Portugal

Vacinas chegaram a mais de 56 mil profissionais das escolas

Até às 17 horas deste domingo estavam inoculados 56 mil professores e funcionários das escolas com a vacina da covid-19. Gouveia e Melo diz que primeiro dia da operação foi um “indicador de sucesso”.

Depois de no sábado terem sido vacinados 44 mil profissionais das escolas, até esta tarde, com o processo ainda a decorrer, a “task force” da vacinação tinha registo de 56 mil doses dadas da vacina contra a covid-19 no total do fim de semana.

O número foi avançado, ao JN, numa altura em que ainda estavam a ser dadas inoculações que vão aumentar esta quantidade.

Só no sábado, conforme revelou esta manhã o coordenador da “task force”, Henrique Gouveia e Melo, receberam a primeira dose 44 mil profissionais do pré-escolar, 1.º Ciclo e da escola a tempo inteiro.

A 10 e 11 de abril, será a vez dos docentes e não docentes dos restantes ciclos de Ensino, bem como aqueles que, por falhas técnicas, não conseguiram responder à primeira chamada.
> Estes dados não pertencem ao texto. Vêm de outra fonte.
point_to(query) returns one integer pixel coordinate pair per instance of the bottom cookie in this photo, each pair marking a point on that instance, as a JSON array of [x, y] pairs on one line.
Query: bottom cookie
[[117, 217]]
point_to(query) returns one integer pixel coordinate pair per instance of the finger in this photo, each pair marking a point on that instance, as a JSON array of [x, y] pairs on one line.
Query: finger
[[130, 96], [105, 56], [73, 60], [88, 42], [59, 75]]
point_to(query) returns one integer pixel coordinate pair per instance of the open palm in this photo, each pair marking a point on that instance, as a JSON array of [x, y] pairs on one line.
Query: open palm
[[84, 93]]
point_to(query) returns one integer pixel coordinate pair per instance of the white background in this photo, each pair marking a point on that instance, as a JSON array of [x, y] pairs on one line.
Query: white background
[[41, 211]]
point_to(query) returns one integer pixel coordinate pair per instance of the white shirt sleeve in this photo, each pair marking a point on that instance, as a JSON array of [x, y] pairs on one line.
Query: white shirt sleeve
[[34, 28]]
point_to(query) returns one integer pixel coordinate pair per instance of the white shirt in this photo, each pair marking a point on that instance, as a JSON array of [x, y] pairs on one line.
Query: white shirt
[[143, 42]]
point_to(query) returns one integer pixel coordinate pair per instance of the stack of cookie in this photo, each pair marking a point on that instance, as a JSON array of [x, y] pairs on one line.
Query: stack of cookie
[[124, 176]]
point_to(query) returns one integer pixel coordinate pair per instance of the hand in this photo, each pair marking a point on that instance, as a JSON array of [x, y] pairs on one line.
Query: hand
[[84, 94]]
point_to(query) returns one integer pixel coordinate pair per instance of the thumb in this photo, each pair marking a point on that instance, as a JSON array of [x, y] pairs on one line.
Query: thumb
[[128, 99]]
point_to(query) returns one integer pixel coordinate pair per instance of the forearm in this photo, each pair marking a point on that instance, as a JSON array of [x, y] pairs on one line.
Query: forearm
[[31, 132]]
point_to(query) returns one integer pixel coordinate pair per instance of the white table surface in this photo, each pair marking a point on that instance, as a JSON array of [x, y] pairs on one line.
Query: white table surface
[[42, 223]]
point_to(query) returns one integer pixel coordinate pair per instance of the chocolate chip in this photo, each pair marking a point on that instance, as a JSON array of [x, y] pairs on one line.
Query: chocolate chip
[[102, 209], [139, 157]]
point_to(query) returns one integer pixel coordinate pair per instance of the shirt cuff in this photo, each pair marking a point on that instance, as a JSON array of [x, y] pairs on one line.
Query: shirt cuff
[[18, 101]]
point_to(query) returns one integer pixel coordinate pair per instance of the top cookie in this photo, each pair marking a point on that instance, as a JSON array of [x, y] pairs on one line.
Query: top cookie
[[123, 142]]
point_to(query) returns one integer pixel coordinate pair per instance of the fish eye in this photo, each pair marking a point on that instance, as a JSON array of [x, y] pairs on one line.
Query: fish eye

No total, espera-se que a vacina chegue a 280 mil profissionais.

Também no sábado, o vice-almirante tinha anunciado que seriam vacinados entre 65 a 70 mil docentes e não docentes no fim de semana que hoje termina.

De fora ficaram aqueles que já foram infetados pelo SARS-CoV-2 e os 1% a 2% que recusaram ser vacinados nesta fase.

Frisando que a vacinação, “organizada em uma semana e meia”, de 44 mil pessoas só no sábado é “um indicador de sucesso”, Gouveia e Melo sublinhou que o aumento da capacidade de inoculação vai obrigar à contratação de mais profissionais de saúde.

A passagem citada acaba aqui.